歴史のある古典部だが1年生ばかりでどういう活動をするのか誰も知らないなか、部長のえるの音頭で文化祭、通称「カンヤ祭」に文集を出すことになった。過去の文集を参考にするため図書室へと行った奉太郎たちは、図書委員の摩耶花から不思議な話を聞かされる。

毎週金曜日の昼休憩中に貸し出され、放課後に返却される本の謎だった。それは大判で厚み、幅ともに相当あり装丁も見事な重厚感あふれる本「神山高校五十年の歩み」だった。
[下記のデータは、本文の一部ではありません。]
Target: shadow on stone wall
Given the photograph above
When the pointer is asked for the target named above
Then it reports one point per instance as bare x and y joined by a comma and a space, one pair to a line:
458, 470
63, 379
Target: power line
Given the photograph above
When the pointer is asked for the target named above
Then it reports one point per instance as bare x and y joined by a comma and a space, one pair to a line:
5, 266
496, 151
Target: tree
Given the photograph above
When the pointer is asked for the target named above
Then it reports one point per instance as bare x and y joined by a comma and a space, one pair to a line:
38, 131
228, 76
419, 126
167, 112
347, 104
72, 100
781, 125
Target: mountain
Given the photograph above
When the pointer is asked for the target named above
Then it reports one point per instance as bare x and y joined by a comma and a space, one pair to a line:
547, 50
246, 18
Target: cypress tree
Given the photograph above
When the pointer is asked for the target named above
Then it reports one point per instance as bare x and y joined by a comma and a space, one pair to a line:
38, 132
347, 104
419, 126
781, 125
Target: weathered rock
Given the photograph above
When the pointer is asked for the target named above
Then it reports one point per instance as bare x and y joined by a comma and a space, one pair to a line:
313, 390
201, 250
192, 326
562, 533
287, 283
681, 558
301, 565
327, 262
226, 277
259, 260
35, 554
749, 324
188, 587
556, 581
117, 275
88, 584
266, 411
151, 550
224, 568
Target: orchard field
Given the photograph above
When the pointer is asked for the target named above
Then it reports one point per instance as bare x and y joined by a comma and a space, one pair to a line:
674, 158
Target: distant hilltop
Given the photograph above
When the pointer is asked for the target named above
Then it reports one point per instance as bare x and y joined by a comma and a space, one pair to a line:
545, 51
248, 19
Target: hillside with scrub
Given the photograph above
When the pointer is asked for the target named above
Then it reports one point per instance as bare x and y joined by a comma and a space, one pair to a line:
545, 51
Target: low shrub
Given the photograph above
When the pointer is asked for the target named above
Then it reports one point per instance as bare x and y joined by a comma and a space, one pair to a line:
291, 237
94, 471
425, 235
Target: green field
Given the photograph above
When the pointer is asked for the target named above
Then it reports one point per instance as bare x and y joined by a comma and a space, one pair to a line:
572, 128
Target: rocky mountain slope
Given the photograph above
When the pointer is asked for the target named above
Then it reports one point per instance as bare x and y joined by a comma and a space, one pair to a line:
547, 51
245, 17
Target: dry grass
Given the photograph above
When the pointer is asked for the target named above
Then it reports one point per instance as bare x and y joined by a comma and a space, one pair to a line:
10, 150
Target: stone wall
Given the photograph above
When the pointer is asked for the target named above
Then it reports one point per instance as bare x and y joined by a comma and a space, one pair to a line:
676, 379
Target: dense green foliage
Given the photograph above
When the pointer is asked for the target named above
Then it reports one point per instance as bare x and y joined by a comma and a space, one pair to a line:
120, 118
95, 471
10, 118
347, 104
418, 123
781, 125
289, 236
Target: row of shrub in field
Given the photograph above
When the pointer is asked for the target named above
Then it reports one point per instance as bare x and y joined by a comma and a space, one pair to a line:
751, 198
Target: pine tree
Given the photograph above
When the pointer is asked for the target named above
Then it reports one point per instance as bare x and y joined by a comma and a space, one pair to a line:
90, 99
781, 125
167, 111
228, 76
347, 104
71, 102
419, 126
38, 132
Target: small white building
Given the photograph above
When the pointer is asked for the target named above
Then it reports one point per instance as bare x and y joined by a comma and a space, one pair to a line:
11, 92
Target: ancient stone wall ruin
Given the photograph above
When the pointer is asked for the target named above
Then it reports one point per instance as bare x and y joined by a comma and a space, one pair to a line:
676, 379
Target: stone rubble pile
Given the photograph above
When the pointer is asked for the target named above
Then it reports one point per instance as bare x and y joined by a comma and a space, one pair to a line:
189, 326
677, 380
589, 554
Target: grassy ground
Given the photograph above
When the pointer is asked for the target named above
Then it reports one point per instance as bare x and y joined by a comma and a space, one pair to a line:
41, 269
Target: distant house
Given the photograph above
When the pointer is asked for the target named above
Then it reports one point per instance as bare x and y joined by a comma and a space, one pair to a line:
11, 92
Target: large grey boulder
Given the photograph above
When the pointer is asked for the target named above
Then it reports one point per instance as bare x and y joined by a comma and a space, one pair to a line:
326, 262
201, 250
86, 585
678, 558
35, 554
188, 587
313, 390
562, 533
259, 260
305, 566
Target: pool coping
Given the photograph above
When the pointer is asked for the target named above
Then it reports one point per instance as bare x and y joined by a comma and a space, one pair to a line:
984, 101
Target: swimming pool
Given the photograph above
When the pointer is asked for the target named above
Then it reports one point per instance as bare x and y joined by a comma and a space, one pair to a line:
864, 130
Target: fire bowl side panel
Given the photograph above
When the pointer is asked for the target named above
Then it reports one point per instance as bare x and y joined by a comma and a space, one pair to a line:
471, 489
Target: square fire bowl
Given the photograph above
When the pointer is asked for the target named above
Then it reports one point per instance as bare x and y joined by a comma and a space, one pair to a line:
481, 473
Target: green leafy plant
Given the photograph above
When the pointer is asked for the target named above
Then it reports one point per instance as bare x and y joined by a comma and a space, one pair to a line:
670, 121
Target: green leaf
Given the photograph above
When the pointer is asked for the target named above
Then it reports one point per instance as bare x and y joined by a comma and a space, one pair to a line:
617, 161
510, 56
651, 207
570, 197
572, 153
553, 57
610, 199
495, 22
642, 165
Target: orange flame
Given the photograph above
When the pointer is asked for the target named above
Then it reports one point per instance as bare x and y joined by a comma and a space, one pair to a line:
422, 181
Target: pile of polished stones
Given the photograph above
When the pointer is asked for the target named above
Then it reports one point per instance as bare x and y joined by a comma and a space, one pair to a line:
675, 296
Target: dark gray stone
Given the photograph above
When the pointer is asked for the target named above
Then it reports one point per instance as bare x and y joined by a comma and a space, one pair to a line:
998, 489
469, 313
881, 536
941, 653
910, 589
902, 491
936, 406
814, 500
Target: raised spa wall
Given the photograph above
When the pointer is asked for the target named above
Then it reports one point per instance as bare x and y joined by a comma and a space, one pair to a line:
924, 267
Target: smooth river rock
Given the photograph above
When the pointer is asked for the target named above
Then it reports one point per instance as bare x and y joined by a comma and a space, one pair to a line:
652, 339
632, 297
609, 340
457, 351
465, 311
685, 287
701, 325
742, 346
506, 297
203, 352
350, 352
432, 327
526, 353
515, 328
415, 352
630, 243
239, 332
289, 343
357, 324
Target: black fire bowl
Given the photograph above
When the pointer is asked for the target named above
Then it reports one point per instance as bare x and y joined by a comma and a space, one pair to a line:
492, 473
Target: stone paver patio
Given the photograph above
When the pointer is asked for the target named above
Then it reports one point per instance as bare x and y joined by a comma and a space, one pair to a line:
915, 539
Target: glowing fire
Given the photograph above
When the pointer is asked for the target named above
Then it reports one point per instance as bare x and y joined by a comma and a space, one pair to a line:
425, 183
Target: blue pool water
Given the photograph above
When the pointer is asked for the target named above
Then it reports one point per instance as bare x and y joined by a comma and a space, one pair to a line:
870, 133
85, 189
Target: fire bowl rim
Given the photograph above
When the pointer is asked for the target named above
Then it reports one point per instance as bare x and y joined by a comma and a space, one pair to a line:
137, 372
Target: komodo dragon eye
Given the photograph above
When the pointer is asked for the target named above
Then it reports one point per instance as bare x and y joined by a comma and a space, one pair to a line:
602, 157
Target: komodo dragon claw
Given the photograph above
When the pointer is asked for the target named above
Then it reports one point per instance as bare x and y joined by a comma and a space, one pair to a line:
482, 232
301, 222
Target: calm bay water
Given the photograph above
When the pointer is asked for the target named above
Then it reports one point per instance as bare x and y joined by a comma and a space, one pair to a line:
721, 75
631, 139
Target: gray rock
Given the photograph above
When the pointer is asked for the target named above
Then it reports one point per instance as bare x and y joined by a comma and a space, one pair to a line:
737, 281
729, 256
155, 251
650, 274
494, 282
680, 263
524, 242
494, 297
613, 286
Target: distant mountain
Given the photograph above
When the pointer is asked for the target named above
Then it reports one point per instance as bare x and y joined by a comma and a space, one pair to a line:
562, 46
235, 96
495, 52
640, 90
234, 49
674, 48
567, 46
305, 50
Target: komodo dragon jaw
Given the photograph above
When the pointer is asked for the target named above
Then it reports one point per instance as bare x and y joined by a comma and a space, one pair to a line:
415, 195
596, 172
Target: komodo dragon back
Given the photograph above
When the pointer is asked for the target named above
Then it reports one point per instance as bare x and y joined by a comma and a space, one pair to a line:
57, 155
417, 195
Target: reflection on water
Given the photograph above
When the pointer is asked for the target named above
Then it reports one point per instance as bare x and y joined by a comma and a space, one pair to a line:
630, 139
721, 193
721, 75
借主は毎週違う人間だが、とても数時間で読めるような代物ではない。

摩耶花はもちろん、える、里志も首をひねる中、本からシンナーのような刺激臭がするというえるの言葉によって、奉太郎は貸し出された本の使い道に思い当たった。答えは美術準備室にあった。

壁新聞部部長の謎

里志を追いかけて摩耶花も入部し、古典部は4人になった。古典部の文集が生物講義室の薬品金庫の中に保管されていることが分かりそこへと向かった4人だったが、生物講義室は現在壁新聞部の部室になっていた。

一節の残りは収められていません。